There is a difference between the “true” Ceylon cinnamon and the type that is normally sold in grocery stores such as cinnamon, cassia cinnamon or Saigon cinnamon. One of these spices is full of health benefits, while the other has the potential to cause damage to our liver when taken in access. Real cinnamon can only bring good.
What is the difference? It is true that cinnamon is typically produced in Sri Lanka, India, Madagascar, Brazil and the Caribbean, while false cousin is usually grown in China, Indonesia and Vietnam.
Another difference is in appearance and taste. While cinnamon are used to seeing on the shelves of grocery stores it is usually brown reddish dark and quite spicy flavor, true cinnamon is much lighter in color and has a sweet, softer, but still overwhelmingly delicious.
the largest and most significant difference between cinnamons is the content of a compound called coumarin. Ceylon cinnamon contains about 0.017 g / kg, while other types of cinnamon contain from 2.15 to 6.97 g / kg of coumarin. This compound is a blood thinner and thinner, so it is not recommended for those who are already drugs such as warfarin. In addition to its effect on the blood, studies have also found that coumarin is toxic to the liver when we consume above the tolerable daily intake, which is set at 0.1 mg / kg body weight.
This means that for a person weighing 68 kg would have a TDI of 6.8mg / day. From one gram of cinnamon may contain between 2.15-6.97mg coumarin, you may be reaching this upper limit by consuming about 1/5 of a teaspoon. per day. pesticide contamination and other fillers or preservatives.
3.True cinnamon “sticks” often curled in a circle, rather than the characteristic two curly stick.
4.Lighter brown in color and more fluffy powder and cinnamon conventionally sold.

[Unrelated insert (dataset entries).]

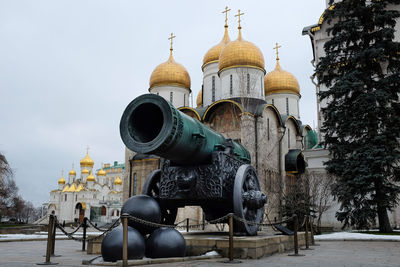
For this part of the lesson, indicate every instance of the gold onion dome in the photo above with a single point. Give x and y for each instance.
(61, 180)
(72, 171)
(87, 161)
(241, 53)
(90, 177)
(213, 54)
(118, 181)
(199, 99)
(280, 81)
(170, 73)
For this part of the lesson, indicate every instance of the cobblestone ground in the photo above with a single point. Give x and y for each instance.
(348, 253)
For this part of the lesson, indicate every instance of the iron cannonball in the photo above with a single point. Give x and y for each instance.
(111, 246)
(165, 243)
(145, 208)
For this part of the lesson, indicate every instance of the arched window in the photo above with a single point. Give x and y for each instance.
(287, 106)
(231, 84)
(213, 89)
(248, 83)
(103, 211)
(134, 183)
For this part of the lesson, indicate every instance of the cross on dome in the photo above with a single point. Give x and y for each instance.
(238, 15)
(226, 15)
(277, 52)
(171, 39)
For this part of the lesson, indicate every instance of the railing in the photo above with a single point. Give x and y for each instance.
(230, 218)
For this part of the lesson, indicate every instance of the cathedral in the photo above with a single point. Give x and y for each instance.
(242, 101)
(98, 198)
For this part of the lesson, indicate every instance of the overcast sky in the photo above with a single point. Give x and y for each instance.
(69, 68)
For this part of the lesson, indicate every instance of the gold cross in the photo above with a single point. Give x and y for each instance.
(238, 15)
(226, 15)
(277, 52)
(171, 38)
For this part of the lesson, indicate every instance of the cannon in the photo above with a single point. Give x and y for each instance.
(200, 167)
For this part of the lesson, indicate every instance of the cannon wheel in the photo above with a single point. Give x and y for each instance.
(152, 188)
(246, 179)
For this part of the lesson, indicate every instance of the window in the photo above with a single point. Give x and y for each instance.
(248, 83)
(287, 106)
(103, 211)
(213, 89)
(134, 183)
(261, 86)
(231, 84)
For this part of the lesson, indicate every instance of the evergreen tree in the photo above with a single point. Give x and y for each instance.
(361, 124)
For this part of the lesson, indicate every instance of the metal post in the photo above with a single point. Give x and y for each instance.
(84, 234)
(53, 236)
(231, 237)
(306, 234)
(296, 242)
(49, 242)
(312, 234)
(125, 240)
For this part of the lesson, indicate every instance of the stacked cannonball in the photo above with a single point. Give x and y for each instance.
(143, 239)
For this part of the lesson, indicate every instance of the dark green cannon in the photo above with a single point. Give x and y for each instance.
(200, 166)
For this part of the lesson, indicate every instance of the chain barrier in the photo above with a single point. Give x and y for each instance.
(80, 239)
(97, 228)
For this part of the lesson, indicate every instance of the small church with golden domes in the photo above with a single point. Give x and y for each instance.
(98, 198)
(240, 100)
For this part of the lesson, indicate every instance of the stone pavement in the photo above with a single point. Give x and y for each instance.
(330, 254)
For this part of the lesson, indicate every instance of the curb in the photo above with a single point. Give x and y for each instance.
(358, 240)
(31, 239)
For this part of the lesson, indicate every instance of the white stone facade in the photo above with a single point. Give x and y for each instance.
(97, 199)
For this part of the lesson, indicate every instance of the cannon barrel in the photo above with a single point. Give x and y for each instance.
(152, 125)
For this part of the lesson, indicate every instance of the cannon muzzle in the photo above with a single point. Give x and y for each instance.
(152, 125)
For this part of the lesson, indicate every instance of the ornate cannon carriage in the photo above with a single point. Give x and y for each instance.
(199, 168)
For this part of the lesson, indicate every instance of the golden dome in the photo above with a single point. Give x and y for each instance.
(80, 188)
(87, 161)
(279, 81)
(241, 53)
(118, 181)
(72, 172)
(66, 188)
(90, 177)
(61, 180)
(199, 100)
(170, 73)
(72, 188)
(212, 55)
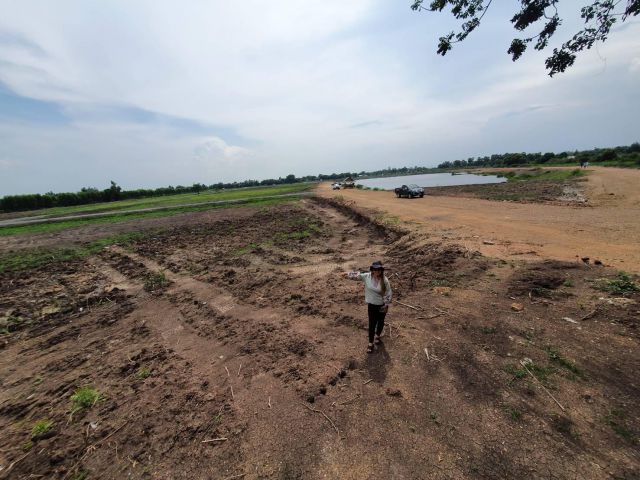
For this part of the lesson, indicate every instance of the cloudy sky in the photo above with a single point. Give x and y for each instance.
(155, 93)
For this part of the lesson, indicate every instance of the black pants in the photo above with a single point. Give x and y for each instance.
(376, 320)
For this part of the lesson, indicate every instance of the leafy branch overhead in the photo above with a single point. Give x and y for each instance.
(599, 17)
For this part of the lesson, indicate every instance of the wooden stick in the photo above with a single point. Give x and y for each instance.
(222, 439)
(540, 383)
(407, 305)
(325, 416)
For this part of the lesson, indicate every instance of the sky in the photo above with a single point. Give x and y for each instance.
(151, 93)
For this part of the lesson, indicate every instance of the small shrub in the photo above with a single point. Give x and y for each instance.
(41, 427)
(85, 397)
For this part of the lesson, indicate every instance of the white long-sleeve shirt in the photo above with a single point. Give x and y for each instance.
(372, 288)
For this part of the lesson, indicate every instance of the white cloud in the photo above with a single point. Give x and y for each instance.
(288, 78)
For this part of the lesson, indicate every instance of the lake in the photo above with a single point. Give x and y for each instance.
(429, 180)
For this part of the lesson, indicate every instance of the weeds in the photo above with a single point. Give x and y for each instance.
(85, 397)
(155, 281)
(143, 373)
(622, 285)
(11, 324)
(615, 419)
(519, 372)
(555, 357)
(514, 413)
(41, 427)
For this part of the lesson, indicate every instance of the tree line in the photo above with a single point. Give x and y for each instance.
(629, 155)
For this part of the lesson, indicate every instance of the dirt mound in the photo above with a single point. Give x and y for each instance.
(541, 279)
(251, 359)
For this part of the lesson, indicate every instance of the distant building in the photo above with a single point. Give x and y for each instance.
(348, 183)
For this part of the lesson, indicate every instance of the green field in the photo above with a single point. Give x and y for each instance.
(36, 257)
(169, 200)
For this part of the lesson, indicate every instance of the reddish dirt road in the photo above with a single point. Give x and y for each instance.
(607, 229)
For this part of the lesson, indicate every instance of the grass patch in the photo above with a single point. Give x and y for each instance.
(11, 324)
(622, 285)
(124, 216)
(155, 281)
(41, 427)
(616, 420)
(557, 358)
(539, 174)
(488, 330)
(514, 413)
(35, 258)
(85, 397)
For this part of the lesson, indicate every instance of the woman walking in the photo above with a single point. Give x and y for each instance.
(377, 294)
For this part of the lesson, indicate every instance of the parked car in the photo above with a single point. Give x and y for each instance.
(409, 191)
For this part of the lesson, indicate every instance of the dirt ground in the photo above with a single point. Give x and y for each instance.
(606, 227)
(230, 347)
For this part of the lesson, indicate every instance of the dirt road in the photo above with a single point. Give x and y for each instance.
(607, 229)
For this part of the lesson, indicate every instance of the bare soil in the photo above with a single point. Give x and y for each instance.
(247, 358)
(568, 192)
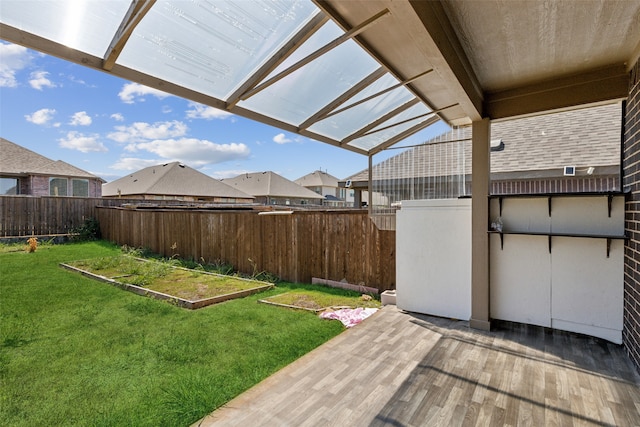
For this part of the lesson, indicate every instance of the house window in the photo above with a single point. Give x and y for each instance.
(80, 187)
(9, 186)
(57, 186)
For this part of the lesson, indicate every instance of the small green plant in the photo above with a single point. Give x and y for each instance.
(263, 276)
(88, 231)
(32, 244)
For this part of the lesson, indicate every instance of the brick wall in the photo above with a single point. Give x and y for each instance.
(631, 164)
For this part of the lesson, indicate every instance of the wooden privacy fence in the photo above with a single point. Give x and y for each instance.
(26, 216)
(334, 245)
(51, 215)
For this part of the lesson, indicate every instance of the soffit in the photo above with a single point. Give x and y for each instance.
(499, 59)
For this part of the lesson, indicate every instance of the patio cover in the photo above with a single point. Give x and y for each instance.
(358, 74)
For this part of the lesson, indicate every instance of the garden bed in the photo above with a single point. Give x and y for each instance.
(184, 287)
(319, 300)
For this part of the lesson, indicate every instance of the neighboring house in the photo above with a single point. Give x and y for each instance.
(24, 172)
(325, 185)
(270, 188)
(174, 181)
(571, 151)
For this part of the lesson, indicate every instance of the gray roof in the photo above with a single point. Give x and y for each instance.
(171, 179)
(270, 184)
(588, 137)
(317, 179)
(17, 160)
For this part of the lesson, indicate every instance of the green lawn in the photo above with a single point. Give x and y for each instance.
(74, 351)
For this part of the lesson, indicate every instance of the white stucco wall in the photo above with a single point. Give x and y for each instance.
(433, 257)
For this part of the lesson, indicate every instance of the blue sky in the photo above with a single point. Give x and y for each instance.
(111, 127)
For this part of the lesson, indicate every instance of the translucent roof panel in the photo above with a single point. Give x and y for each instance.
(302, 93)
(207, 50)
(212, 46)
(374, 139)
(352, 119)
(87, 26)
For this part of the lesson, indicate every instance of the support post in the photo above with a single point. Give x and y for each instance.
(370, 200)
(480, 163)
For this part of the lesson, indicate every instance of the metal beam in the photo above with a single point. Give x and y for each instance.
(276, 59)
(595, 86)
(405, 134)
(452, 63)
(357, 134)
(359, 87)
(318, 53)
(137, 10)
(430, 113)
(331, 11)
(382, 92)
(371, 132)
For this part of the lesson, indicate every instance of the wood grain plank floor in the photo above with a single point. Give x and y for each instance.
(406, 369)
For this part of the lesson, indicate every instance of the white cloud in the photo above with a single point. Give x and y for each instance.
(134, 92)
(281, 139)
(195, 152)
(13, 58)
(39, 80)
(200, 111)
(81, 118)
(141, 131)
(41, 117)
(84, 143)
(133, 164)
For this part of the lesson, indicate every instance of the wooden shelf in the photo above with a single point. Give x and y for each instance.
(549, 196)
(550, 235)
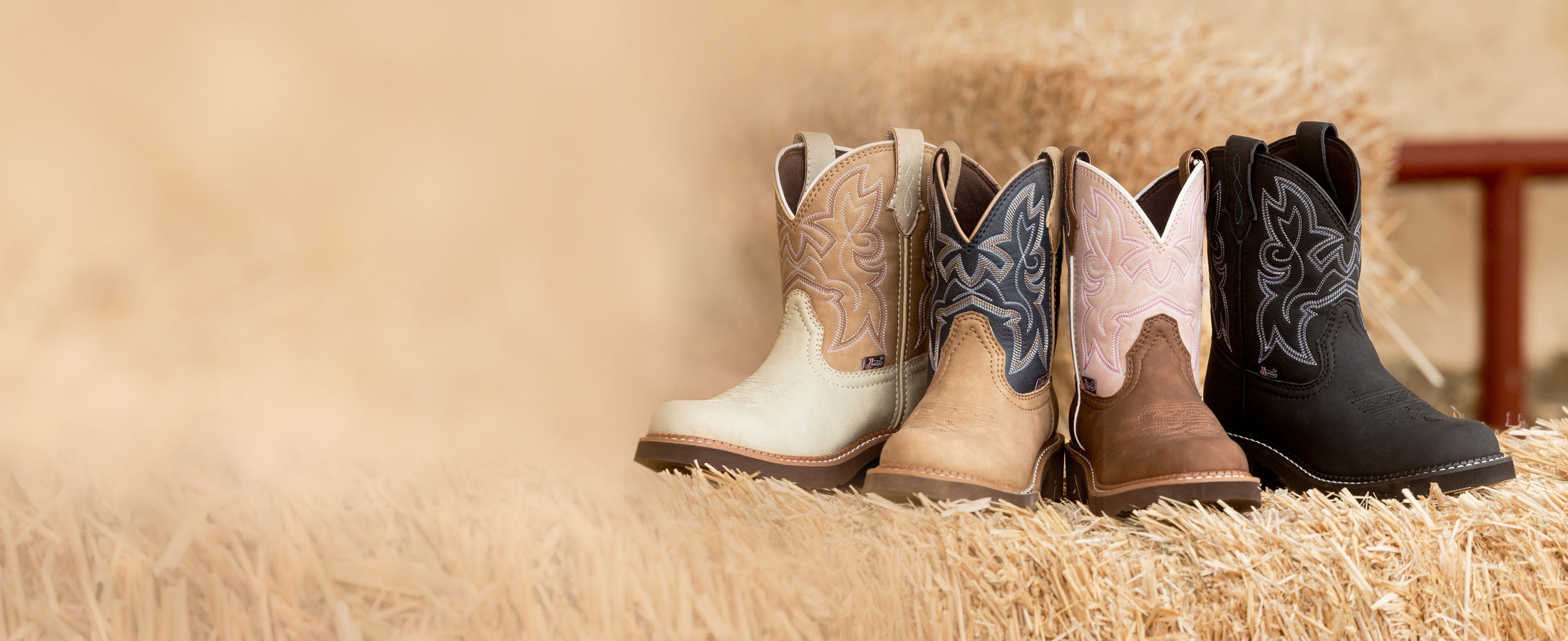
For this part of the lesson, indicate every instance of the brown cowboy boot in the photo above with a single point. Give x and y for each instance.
(1140, 430)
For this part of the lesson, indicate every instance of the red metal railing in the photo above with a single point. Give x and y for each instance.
(1501, 167)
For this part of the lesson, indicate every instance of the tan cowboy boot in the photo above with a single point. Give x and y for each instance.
(1140, 430)
(986, 427)
(850, 360)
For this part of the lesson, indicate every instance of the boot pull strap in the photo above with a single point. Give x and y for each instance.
(1189, 159)
(1068, 189)
(1239, 154)
(819, 154)
(949, 165)
(1311, 147)
(908, 155)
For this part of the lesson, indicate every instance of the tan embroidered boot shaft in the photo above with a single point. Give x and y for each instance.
(850, 361)
(986, 427)
(1140, 430)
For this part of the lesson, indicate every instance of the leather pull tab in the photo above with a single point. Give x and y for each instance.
(1237, 174)
(908, 155)
(1187, 162)
(1070, 189)
(1311, 147)
(949, 165)
(819, 154)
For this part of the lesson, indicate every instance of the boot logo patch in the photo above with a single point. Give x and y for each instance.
(1304, 267)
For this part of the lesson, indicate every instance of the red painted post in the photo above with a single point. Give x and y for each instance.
(1502, 167)
(1502, 295)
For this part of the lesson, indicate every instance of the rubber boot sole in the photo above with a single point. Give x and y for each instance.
(1454, 477)
(676, 452)
(904, 485)
(1237, 491)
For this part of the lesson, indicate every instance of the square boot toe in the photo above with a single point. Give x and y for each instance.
(1178, 457)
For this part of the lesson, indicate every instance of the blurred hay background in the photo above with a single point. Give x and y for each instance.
(338, 320)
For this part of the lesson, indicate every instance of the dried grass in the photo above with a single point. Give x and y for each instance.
(1135, 91)
(425, 546)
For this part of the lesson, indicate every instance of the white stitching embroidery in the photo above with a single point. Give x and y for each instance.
(1283, 270)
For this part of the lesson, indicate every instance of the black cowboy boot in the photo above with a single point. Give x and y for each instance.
(1292, 375)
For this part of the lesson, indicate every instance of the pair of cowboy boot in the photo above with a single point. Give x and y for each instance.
(866, 314)
(902, 259)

5.It usually be more expensive. This is not always the best indicator, but when combined with a couple of the previous points may be useful
What are the Health Benefits of Cinnamon True
-.? It is a great source of manganese, a trace mineral that is needed in order to strengthen healthy bones and properly metabolize fats and carbohydrates
-. Cinnamon also contains fiber to help digestion, calcium to strengthen bones and iron. energy production
– cinnamon is an incredibly potentanti-bacterial, antifungal and antiviral, which means it can help your immune system to ward off colds and flu circulating in the school, home or office [
– research suggests that the benefits itsanti-inflammatory may have a protective effect against neurodegenerative diseases like Alzheimer’s. Since this disease is becoming more prevalent in North America, learning that certain common foods can provide protection benefits is incredibly empowering
– If you suffer from pre-diabetes, type 2 diabetes, resistance insulin, polycystic ovary syndrome or cinnamon can be a real lifesaver! It has been shown in studies that even small amounts, only ½ tsp./day, can help reduce levels of fasting glucose fancy terms for the amount of sugar circulating in our blood between meals-, HbA1C, and blood pressure by improving their response to insulin
-. the incorporation of cinnamon into your daily routine can help prevent the signs of aging thanks to its powerful effects oninflammatory and oxidizing compounds in the body.